Bekleyin; Ocak’ın birinci haftasında çalıştayımız var. Ben bunu dedikçe adam tez ediyor yahu. ‘Yarın kazma vuracağız’ diyor Sayın Bakan ya. Ne kazmasıysa bu? Ben kazmayla çalıştım; tütün tarlasını bilirim, fındık tarlasını bilirim. Kazma dediği o ise, o da bilir, o kolay iş. Lakin kazma vurma denmez bir sefer. Yarın oraya dozer sokma da denmez. Bu Kanal İstanbul. O denli kolay bir iş değil. ‘Yarın kazmayı vuruyoruz!’ Neyi vuruyorsunuz ya? Çocuk oyuncağı mı bu? 16 milyon İstanbullu masraf, hakkını arar. 16 milyon İstanbullu. Uyarmaya devam ediyoruz.”
'Adalar'ı takip ediyoruz'
İmamoğlu’na sorulan ikinci soru ise, “Büyükada’da 2 gündür tartışılan, hastalık tespit edilen 81 at için açıldığı söylenen bir mezar var. Adalar Kaymakamlığı da bir açıklama yaptı ve doğruladı. Hayvan severlerin adalara kaçak yollarla at sokulduğuna yönelik argümanları vardı. Bu mevzuda bir çalışmanız, tespitiniz var mı?” oldu.

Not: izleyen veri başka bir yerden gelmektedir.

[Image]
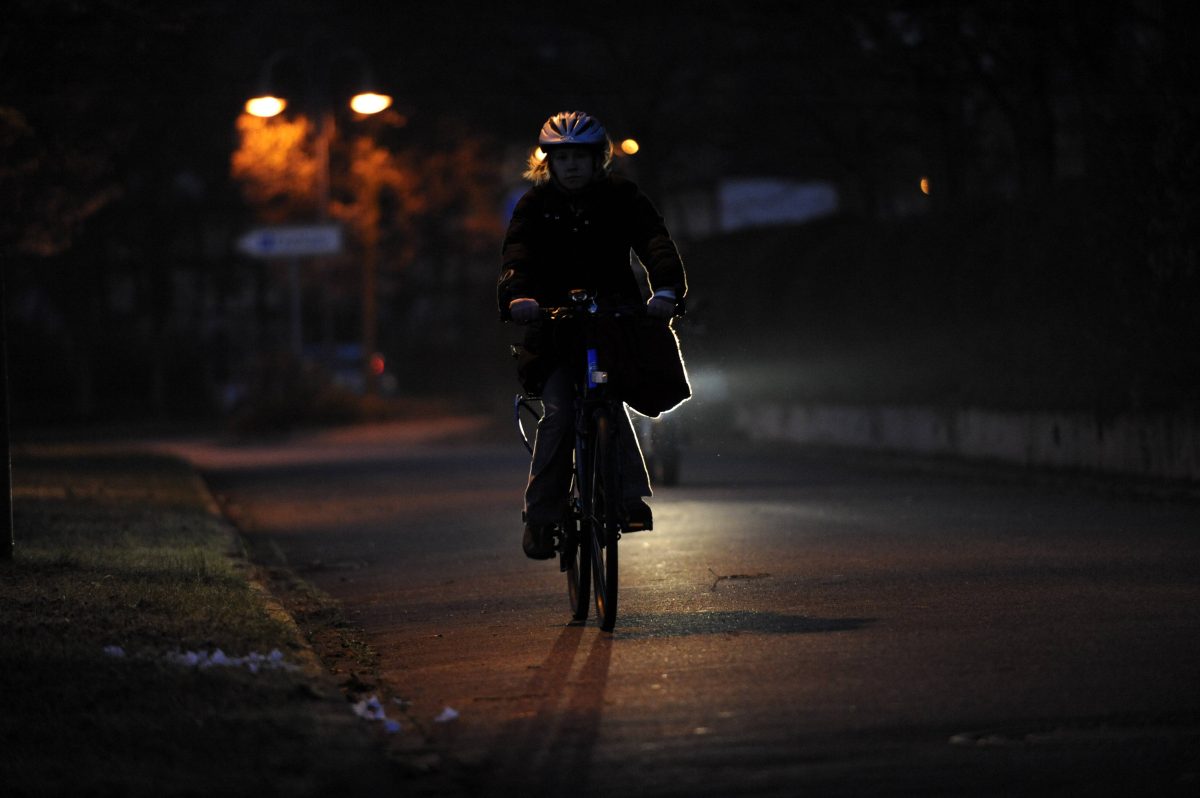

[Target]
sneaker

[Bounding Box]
[521,523,554,559]
[625,499,654,533]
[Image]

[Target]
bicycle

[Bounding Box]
[514,290,644,631]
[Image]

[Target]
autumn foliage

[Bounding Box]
[230,114,500,265]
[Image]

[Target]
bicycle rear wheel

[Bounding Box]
[581,410,620,631]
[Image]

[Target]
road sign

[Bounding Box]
[238,224,342,258]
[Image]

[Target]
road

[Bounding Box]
[164,420,1200,796]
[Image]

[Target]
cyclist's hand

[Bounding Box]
[509,296,541,324]
[646,296,674,319]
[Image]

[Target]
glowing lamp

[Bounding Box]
[350,91,391,114]
[246,95,288,119]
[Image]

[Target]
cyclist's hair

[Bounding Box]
[521,137,613,186]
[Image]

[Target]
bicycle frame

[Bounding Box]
[514,295,635,631]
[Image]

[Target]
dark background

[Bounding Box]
[0,0,1200,427]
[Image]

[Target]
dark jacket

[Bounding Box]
[497,175,688,319]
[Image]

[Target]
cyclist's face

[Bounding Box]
[550,146,596,191]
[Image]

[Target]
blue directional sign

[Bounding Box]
[238,224,342,258]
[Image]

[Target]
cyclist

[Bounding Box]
[497,112,688,559]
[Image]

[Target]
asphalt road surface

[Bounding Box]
[166,420,1200,796]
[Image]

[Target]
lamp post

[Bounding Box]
[245,42,392,392]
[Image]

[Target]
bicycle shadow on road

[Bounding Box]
[613,610,875,640]
[475,625,613,796]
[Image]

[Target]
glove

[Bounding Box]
[509,296,541,324]
[646,290,674,319]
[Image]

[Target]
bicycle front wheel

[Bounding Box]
[586,410,620,631]
[560,506,592,623]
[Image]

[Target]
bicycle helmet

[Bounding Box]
[538,110,608,150]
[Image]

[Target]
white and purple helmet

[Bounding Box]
[538,110,608,151]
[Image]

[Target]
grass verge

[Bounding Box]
[0,446,395,796]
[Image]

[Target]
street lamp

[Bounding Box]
[245,42,392,392]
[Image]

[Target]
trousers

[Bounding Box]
[524,368,652,526]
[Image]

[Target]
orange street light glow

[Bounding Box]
[246,95,288,119]
[350,91,391,114]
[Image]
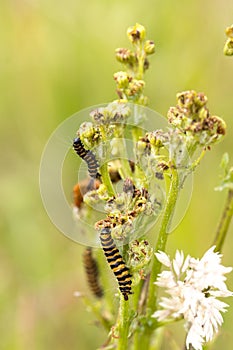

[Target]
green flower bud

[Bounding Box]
[144,40,155,55]
[129,240,153,272]
[113,71,132,89]
[127,79,145,96]
[127,23,146,44]
[226,24,233,39]
[115,48,136,65]
[223,38,233,56]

İmamoğlu, bu soruyu, “Dün, bu bilgiyi alır almaz bir rapor istedim. Şimdi bana bir bilgi ulaşmadı. Bu bahiste katiyen canlıyı ve doğayı müdafaa noktasında en üst düzeyde takipçisiyiz. Adalar’da yıllardır var olan kontrolsüzlüğü, tanımsızlığı; lakin ulaşım lakin öbür bahislerde; bu yılın birinci yarısında yüzde 90’ı çözülmüş olacak. Fayton meselesinde daha süratli davranacağız. Söylediğiniz süreci de takip ediyoruz” şeklinde yanıtladı.